CHI-CHI'S Hepatitis outbreak kills 4th person



The victim was one of about 660 people who became ill last fall.
PITTSBURGH (AP) -- A 50-year-old Aliquippa man is the fourth person to have died from a hepatitis A outbreak traced to a Mexican restaurant in western Pennsylvania, his family's attorney said Saturday.
Frank Rossi died Thursday at UPMC Montefiore Hospital in Pittsburgh. Results of an autopsy performed Saturday weren't complete, but the death certificate lists the cause as "complications from hepatitis A," Atty. Richard Urick said.
Rossi was one of at least 660 people sickened in an outbreak last fall traced to green onions served at a Beaver County Chi-Chi's restaurant. Three others died shortly after the outbreak became known in early November.

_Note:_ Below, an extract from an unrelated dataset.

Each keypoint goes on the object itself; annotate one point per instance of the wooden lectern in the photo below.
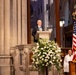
(44, 34)
(72, 68)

The Food and Drug Administration said tainted green onions from Mexican farms caused the Pennsylvania outbreak and others last fall that sickened at least 300 people in Georgia, North Carolina and Tennessee.
Urick said Rossi's family will likely enter a mediation system for legal claims against Chi-Chi's. A federal bankruptcy judge is expected to approve the system Thursday in Delaware, where Chi-Chi's filed for bankruptcy in October, just weeks before the Pennsylvania outbreak occurred.
What happened
Families that can't settle claims in mediation will be given court permission to sue Chi-Chi's; court permission is required because bankrupt companies are generally shielded from lawsuits to protect their creditors.
The hospital performed an autopsy to pinpoint how the hepatitis A contributed to Rossi's death.
Rossi was still recovering from a heart valve replacement in February 2003 when he contracted hepatitis A.
He was in and out of hospitals in November and had been an inpatient since Dec. 26, all for various ailments stemming from hepatitis A, a virus that affects the liver, Urick said.